United’s weak unit revenue performance is in part due to trans-Pacific pressure
United’s attempts to bolster its Pacific feed in early 2014 follow a lacklustre performance in that entity during the past year. During 2Q2013 United’s unit revenues fell 3.4% in its Pacific markets while yields plummeted 4.2%. Similar to Delta, United’s performance has been hindered by the weak Japanese yen; however, United also has regularly remarked that its trans-Pacific performance has been dampened by competitive capacity increases.
During late Sep-2013 United estimated its passenger unit revenues would increase by 2.5% to 3.5% during 3Q2013, and noted that at the midpoint of the quarter its unit revenue growth was 1ppt lower than expected, driven by a less favourable performance in its international network. During Sept-2013 United recorded flat PRASM growth compared with a 5.5% rise at similarly size Delta, which also stated the devaluation of the yen pressured its unit revenue results for the month.

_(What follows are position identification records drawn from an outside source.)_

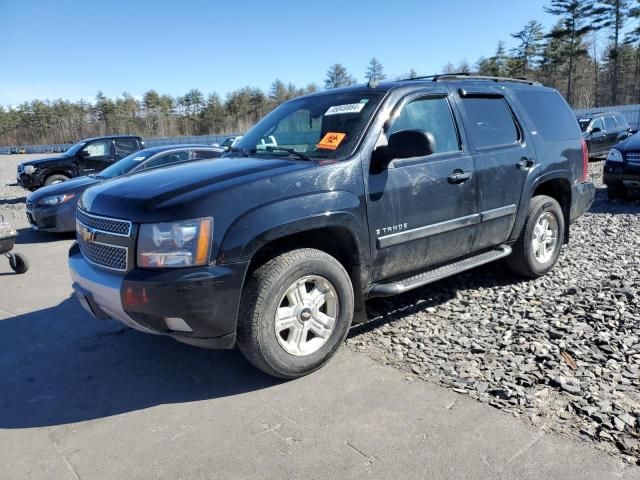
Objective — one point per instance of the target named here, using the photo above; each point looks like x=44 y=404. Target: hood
x=164 y=191
x=630 y=143
x=43 y=161
x=75 y=185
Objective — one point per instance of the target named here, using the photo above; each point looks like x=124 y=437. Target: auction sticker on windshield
x=348 y=108
x=331 y=140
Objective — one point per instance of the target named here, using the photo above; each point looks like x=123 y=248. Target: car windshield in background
x=584 y=123
x=73 y=149
x=321 y=126
x=125 y=165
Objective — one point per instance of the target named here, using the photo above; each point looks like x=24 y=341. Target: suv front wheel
x=538 y=247
x=296 y=311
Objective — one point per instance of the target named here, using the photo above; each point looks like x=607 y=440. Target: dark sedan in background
x=53 y=208
x=602 y=131
x=622 y=168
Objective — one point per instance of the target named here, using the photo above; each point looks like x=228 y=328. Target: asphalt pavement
x=87 y=399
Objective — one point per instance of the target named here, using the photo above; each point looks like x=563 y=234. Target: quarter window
x=491 y=123
x=429 y=114
x=610 y=124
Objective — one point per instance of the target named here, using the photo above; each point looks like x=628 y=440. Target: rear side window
x=126 y=146
x=429 y=114
x=610 y=124
x=622 y=121
x=491 y=122
x=552 y=117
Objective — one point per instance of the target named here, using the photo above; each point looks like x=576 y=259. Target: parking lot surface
x=84 y=399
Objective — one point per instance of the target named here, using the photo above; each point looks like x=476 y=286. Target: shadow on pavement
x=59 y=366
x=28 y=235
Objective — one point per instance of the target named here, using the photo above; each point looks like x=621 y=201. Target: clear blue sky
x=71 y=49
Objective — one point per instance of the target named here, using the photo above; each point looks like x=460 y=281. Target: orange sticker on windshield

See related report: Delta and United record solid 2Q2013 results while remaining optimistic for 2H2013
Some of the missed targets were driven by weaker than expected yields from certain interline agreements on trans-Atlantic routes, but the carrier also explained increases in competitive capacity to China also pressured its results.
United remains the market leader between the US and China in terms of seat share. But its Star partner Air China has increased capacity to the US during 2013 with the introduction of new flights from Houston to Beijing, and bolstered capacity from Beijing to New York JFK. While the two carriers are codesharing partners, the overall capacity additions are likely pressuring United, which serves Beijing from its Chicago, New York Newark, Washington Dulles and San Francisco hubs.
Hainan Airlines also introduced new service from Beijing to Chicago O’Hare during Sep-2013, joining United and American on the pairing. The additional seats are certainly not aiding United in an accelerated rebound in its Pacific operations, so perhaps the carrier’s push to get feed into San Francisco and Los Angeles from two larger population centres is a way to mitigate some of the capacity increases United is having to endure from its other US hubs to China.
But United is also seeking authorisation for 787-operated service from San Francisco to Chengdu, which could also be fuelling the addition of domestic feed into San Francisco. With Chengdu, United is starting a new chapter with direct service to secondary Chinese markets, so it could be attempting to bolster its levels of connecting traffic to make the experiment successful.
See related report: North America is the long-haul bright spot for Chinese Airlines
Trans-Pacific competition will only intensify as Delta builds out Seattle
Given United’s overall sluggishness with respect to unit revenue performance compared with other US carriers, it is not surprising the airline is making moves to fortify its Asian gateways on the US west coast as Delta rapidly builds up Seattle to feed its ever-growing presence in the trans-Pacific from the northwestern US. While a couple of daily flights into Atlanta and Minneapolis will not drastically change the competitive evolution among US carriers serving the trans-Pacific, it does send a signal that the competition will only intensify as Asia’s prominence within the global aviation industry continues to rise.